Las Vegas Sun

March 28, 2024

Entrepreneur Scott dies

Frank Scott's life was a Horatio Alger story for Las Vegas.

His rags-to-riches tale began in 1936, when his father, a railroad storehouse keeper, moved his family to Southern Nevada. That same year, Scott dropped out of Las Vegas High School and got a job at Berkeley Bunker's Fifth Street Texaco Station.

As he checked oil and pumped gasoline, 16-year-old Scott dreamed of the future. One of his dreams would become a casino on the spot where Las Vegas was founded - the old Union Pacific Railroad depot at Main and Fremont streets - a stone's throw from the shop where his father would work for years.

The Union Plaza opened downtown on July 2, 1971.

Frank E. Scott, who also was a Las Vegas bank chairman, Nevada Power director and president of the Greater Las Vegas Chamber of Commerce and the Nevada Resort Association, died Wednesday in Las Vegas of complications from Alzheimer's disease. He was two days shy of his 86th birthday.

Services will be at 1 p.m. Monday at Palm Mortuary, 1325 N. Main St. A graveside service will follow at that location. There will be no viewing.

"Dad was a pioneer and a visionary," daughter Elizabeth "Liz" Foremaster of Sacramento said. "He had a keen ability to grasp a concept then build on it.

"And he was a curious, caring and personable man. He knew all of his employees by their first names, from the cleaning girls to the chef."

Scott's partners in the Union Plaza venture were the late U.S. Sen.
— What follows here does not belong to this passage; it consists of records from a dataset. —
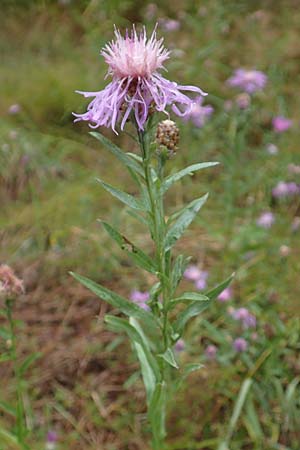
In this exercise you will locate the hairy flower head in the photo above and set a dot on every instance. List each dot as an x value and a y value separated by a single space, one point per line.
137 87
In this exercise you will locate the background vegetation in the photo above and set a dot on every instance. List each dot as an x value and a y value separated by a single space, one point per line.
85 383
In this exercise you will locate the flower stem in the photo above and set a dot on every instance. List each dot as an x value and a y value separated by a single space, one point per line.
20 413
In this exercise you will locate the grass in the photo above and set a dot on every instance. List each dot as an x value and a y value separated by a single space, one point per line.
50 202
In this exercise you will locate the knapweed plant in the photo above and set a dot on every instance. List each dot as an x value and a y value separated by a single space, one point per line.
138 93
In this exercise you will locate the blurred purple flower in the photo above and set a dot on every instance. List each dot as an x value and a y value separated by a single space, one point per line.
211 351
169 24
192 273
247 319
140 298
137 87
199 114
285 189
249 80
225 295
240 345
281 124
14 109
201 282
51 440
272 149
180 345
266 219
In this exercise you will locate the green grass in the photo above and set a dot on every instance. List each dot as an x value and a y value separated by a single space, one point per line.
50 202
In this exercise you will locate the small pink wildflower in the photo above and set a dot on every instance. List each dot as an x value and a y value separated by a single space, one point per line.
201 282
281 124
140 298
137 86
192 273
225 295
210 352
266 220
249 81
240 345
180 345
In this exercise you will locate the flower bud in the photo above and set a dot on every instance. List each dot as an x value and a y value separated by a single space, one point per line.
167 135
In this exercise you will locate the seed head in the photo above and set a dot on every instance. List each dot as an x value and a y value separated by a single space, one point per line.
167 135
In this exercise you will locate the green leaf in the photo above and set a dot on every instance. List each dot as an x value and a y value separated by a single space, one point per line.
190 311
190 296
157 411
121 303
149 367
125 198
213 293
170 180
179 267
138 256
183 221
169 357
7 408
123 157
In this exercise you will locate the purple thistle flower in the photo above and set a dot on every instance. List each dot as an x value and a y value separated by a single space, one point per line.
272 149
140 298
14 109
249 81
192 273
266 220
201 282
281 124
240 345
136 85
180 345
198 113
284 189
225 295
211 351
51 440
245 317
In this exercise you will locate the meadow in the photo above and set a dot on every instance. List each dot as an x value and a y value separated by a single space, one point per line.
83 382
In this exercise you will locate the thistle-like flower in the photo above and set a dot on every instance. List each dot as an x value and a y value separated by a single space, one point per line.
137 87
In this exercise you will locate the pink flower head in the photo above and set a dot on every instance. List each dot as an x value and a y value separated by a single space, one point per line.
225 295
285 189
180 345
201 282
137 86
211 351
198 113
281 124
192 273
240 345
243 315
249 81
266 220
140 298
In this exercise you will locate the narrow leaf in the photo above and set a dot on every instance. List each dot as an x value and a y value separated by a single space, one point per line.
123 157
125 198
169 357
190 296
139 257
213 293
170 180
121 303
183 221
157 410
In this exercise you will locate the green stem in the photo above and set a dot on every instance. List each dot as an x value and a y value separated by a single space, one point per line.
20 413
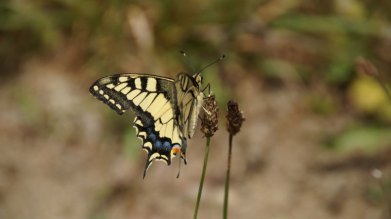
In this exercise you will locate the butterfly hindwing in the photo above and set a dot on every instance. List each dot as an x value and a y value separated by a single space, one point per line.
190 100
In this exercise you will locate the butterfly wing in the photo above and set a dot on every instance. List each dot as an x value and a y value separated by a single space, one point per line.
189 100
153 100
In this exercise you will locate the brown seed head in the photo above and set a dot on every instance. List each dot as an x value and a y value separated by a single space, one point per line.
209 118
235 117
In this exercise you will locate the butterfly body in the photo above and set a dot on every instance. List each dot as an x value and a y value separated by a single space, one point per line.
166 109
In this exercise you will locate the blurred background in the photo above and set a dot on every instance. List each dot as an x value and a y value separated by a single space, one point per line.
310 76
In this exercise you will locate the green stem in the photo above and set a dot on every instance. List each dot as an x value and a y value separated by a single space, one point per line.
383 85
202 177
226 189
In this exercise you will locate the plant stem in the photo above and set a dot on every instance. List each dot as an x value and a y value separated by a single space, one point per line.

Howard Cannon and gaming pioneers Jackie Gaughan, J.K. Houssels Jr. and the late Sam Boyd.

Scott served as president and chief operating officer of the Union Plaza from 1973 to 1983, overseeing its $50 million expansion in 1981 that gave the 26-story resort more than 1,100 rooms.

"It feels like a 10-ton truck has been taken off my shoulders ... (but) I'm going to miss this beautiful old lady," Scott said when he stepped down from running the day-to-day operations of the resort that today is called the Plaza. It was sold in 2004 to Barrick Gaming.

Born Feb. 24, 1920, in Los Angeles, Scott began to build his business empire after returning to Las Vegas after World War II. He had served as a second lieutenant in the Army in Japan.

In 1947 Scott went to work for Tommy Roberts at Roberts Roof and Floor Covering. Two years later, Scott and Roberts' brother Joe Roberts purchased the company, which became one of the largest of its kind in Las Vegas.

In the 1950s and '60s, Scott opened a wholesale building material company, operated a fixed-base aircraft operation and founded Stocks Ready-Mix Concrete.

In the early 1970s, Scott, as chairman of First Western Savings Association, was credited with saving the bank from a $100 million debt and near-financial ruin by recruiting late Air Force Gen. R.G. "Zack" Taylor as president and hiring other key personnel who turned the operation around.

In 1976 Scott and late Sun photographer Frank Maggio bought the historic Mizpah Hotel in Tonopah and spent $4 million refurbishing it and bringing it up to fire and building codes. Scott later sold his interest in the 98-year-old hotel that is on the National Registry of Historic Places.

In 1983 Scott was named co-Convention Man of the Year by the Hotel Sales Management Association's Las Vegas Chapter, sharing the honor with entertainer Frank Sinatra.

Scott served 18 years on the Nevada State Contractors Board, including a stint as its chairman, was president of the Nevada Development Authority and was a member of the Las Vegas Convention and Visitors Authority Board.

Scott was at one time or another a board member of the local Boy Scouts chapter, a UNLV trustee, a captain of the Sheriff's Mounted Posse and a board member of the Nevada Museum of Fine Arts.

In addition to his daughter, Scott is survived by two sons, R. Lane Scott of Newport Beach, Calif., and Dr. Richard Scott of Las Vegas; a brother, Floyd Scott of St. George, Utah; a sister, Alice Reed of Las Vegas; five grandchildren; and 11 great-grandchildren.